OpenSea is the leading NFT marketplace with over 80 million listed NFTs. As of January 2023, this marketplace has crossed its one million user transaction. The vast customer base also inspired OpenSea to list its Music NFTs. Next to that you have Nifty Gateway which one of the biggest players in NFT music sales. There are a whole bunch of others such as Sound, Digimarc, Mediachain, Royal, Open Music Initiative, Musicoin Foundation, OneOf, Async Art, Mycelia, and so on.
Turnover is not as big as many artists make you believe
But what about the turnover? Is it worth the work you put into it? Fact is that the turnover of music NFTs has been declining since 2021. In December of that year, the monthly revenue from music NFTs peaked at $5 million. However, by June 2022, monthly revenue had fallen to less than $2 million.
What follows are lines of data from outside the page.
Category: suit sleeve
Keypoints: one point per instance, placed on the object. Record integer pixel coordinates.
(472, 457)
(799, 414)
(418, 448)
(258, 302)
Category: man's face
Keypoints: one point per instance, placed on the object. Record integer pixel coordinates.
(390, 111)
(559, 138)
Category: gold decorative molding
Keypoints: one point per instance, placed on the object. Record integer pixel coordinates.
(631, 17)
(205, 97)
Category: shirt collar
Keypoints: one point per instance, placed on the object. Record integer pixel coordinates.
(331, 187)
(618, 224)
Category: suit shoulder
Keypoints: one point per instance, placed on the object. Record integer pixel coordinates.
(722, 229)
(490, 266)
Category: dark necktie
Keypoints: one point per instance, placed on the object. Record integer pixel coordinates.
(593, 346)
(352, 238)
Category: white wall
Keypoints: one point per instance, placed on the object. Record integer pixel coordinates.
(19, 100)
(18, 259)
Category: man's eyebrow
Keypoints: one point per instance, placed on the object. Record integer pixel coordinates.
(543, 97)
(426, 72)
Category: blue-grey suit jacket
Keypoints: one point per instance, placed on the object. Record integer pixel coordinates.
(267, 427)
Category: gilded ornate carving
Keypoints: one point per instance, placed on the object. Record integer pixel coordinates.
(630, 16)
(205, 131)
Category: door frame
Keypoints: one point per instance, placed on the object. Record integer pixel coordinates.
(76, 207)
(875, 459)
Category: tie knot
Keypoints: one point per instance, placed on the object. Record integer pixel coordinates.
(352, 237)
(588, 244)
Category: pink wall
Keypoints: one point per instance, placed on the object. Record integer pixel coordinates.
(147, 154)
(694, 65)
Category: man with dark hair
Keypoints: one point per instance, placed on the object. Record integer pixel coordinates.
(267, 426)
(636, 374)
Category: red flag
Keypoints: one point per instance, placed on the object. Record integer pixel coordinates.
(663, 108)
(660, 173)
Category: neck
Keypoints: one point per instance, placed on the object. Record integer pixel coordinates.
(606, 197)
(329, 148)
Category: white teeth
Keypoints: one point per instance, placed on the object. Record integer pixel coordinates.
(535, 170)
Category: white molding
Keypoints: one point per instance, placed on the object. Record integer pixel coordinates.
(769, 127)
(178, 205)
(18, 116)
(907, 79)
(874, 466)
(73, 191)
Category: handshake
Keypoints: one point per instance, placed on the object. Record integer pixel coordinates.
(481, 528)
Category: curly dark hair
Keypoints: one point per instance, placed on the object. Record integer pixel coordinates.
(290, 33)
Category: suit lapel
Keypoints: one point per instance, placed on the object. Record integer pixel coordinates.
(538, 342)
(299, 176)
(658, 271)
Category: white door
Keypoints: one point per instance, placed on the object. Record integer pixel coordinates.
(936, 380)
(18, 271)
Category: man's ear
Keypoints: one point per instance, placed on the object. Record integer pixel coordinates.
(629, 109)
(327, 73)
As of November 2022, monthly revenue was only $300,000. Peanuts that is.
This decline in turnover can be attributed to a number of factors, including:
- The hype around music NFTs has died down.
- There are a limited number of high-profile artists who have released music NFTs.
- The prices of music NFTs have been too high for many fans.
- There is still a lack of understanding about how music NFTs work.
- The average price of a music NFT has also fallen since 2021. In December of that year, the average price was $18.8K. By December 2022, the average price had fallen to $10.2K.
Despite the decline in turnover, there are still some artists who are successfully selling music NFTs. For example, Kings of Leon’s album “When You See Yourself” generated $1.45 million in revenue from NFT sales.
It is too early to say whether music NFTs will become a mainstream way to distribute and monetize music. However, the technology has the potential to revolutionize the music industry. By giving artists more control over their music and allowing fans to interact with artists in new ways, music NFTs could create a more sustainable and equitable music industry. ‘Could’, not ‘will’, and that sums it up.